Bölüm şarkısı Avril Lavigne-Bitchin' Summer , keyifli okumalar...
Gözlerimi daha da sıkmama neden olan bir ışık vardı. Uykulu olduğum için elimi kaldıramıyor ve yüzümü buruşturup duruyordum. Işığı tutanın kim olduğunu kapalı gözlerim nedeni ile anlayamıyorum.
Ah! Dayanamadım ve elimi kaldırdım.

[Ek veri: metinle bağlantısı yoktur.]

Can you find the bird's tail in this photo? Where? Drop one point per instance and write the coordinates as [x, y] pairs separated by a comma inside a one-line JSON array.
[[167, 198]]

Yüzümün önünde salladım ama ışık hala gözüme geliyordu. Yüz üstü döndüm, fakat faydasız yine ışık vardı.
"Her kimsen bırak beni... Seni sonra ararım ben... " diye mırıldandım fakat ne dediğimi ben bile tam anlamadım. Gülüşme sesleri geliyor ama aldırmadan uyumaya devam ettim.

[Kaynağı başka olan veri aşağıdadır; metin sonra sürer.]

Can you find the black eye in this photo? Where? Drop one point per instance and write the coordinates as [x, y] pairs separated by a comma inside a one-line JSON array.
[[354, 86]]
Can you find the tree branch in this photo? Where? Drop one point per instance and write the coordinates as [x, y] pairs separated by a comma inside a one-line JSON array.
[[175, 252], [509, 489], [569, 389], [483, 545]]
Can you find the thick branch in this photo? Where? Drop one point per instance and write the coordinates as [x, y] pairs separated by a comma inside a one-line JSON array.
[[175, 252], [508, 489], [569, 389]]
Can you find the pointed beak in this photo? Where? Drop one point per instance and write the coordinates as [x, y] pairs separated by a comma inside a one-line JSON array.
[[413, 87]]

Kendini uykuya muhtaç hissediyorum, her zaman ki gibi..
" Hayal, hadi bakalım kahvaltı hazır! "
Of bi uyutmadınız ya!!
Gözlerimi ovuşturdum iki elimle. Üzerimde bir yorgunluk vardı ve gitmiyordu... Başım tekrar yastığa düşünce kahkaha sesi duydum. Dee bana gülüyordu.. Belki de kalkmakıyım.. Hayır! Evet beni yataktan aşağı itti.
Sırtım da inanılmaz bir acı hissederken inledim , kahkaha sesi artık bir kişiden değildi. Bakışlarımı seslere çevirince Maura, Akasya ve Anıl'ın bana bakarken güldüklerini gördüm. Dee nin elinde ise kamera vardı. Sanırım onlar güne iyi başlamışlar. Off!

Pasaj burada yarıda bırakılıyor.